A huge proportion of the earliest hip hop 12”s were epically long, and following on from those early challenges of reframing and remaking music and raps to suit the 12” single format, the crafting of a hip hop album was a greater test. Still entrenched in the notion of performing hip hop live, it makes sense that for artists to manoeuvre their mindset from conceiving a live show to the conception of a full studio album would be a deep and lengthy creative process. Understandable then, that the formative hip hop albums contained approximately six to eight songs, a number which gradually increased from the mid-eighties until the overtaking of the compact disc in the nineties. This wasn’t a phenomenon unique to hip hop, throughout the seventies jazz, progressive rock and funk albums – and a large proportion of these ‘concept albums’ – were produced, some with as few as two or three songs in total, such as Grover Washington Jr’s Soul Box series (following the great albums of the previous decade, for example John Coltrane’s A Love Supreme). Albums such as these inherently influenced hip hop, not only in their sonics but in their product inception and construction.
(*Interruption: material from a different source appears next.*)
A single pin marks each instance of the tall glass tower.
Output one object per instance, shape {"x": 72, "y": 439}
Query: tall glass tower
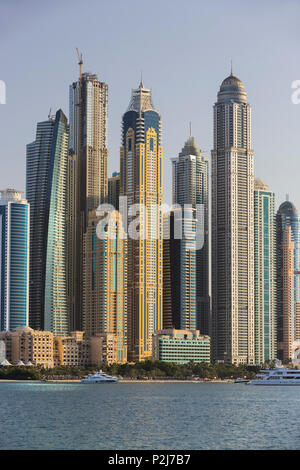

If the arrival of the CD in rap music benefited vinyl at all, it was through formatting. By 1990, the number of songs appearing on albums was increasing greatly, but to the detriment of loudness and sound quality on vinyl. Perhaps the exemplar here is Jungle Brothers’ Done By The Forces Of Nature (and, indeed, my favourite hip hop album of all time), which includes sixteen songs squished onto two sides of wax. Something needed to shift. Hence, the arrival of the double album in the mid-nineties – not as a concept in its own right – but as a way to accommodate a longer curation of songs successfully (usually with three of four songs on each of the four sides) – provided a healthier agency for listeners, audiophiles, collectors and DJs. One of my favourite examples of this approach is the untouchable Uptown Saturday Night by Camp Lo.

Jam On Revenge, Newcleus, Sunnyview Records, 1984. Artwork: Bob Camp. Photograph: Author.

But retuning to the embryonic years of rap albums, 1981 saw sophomore albums from Kurtis Blow and Sugarhill Gang, plus two other albums from the Sugar Hill stable – by The Sequence and West Street Mob. However, Bobby Demo (Bob Boyer and Demo Cates, the latter from funk band The Fabulous Counts) also entered the frame with Rap The Night Away, again following the disco rap vibe of the time and stretching to an almighty eight songs. Following the introduction of the electro sound to rap music (largely attributable to ‘Planet Rock’), 1982 witnessed more diverse arrangements and explorations in the sonics of hip hop. Man Parrish’s self-titled debut (although arguably not strictly hip hop) and the following year Whodini’s Whodini LP, Jonzun Crew’s Lost In Space, and B-Boy (Oh-La-Oh) by Bon Roc (curiously this received no US release) all brought that electro vibe to rap albums which opened up creative possibilities and a greater flexibility for representational narrative.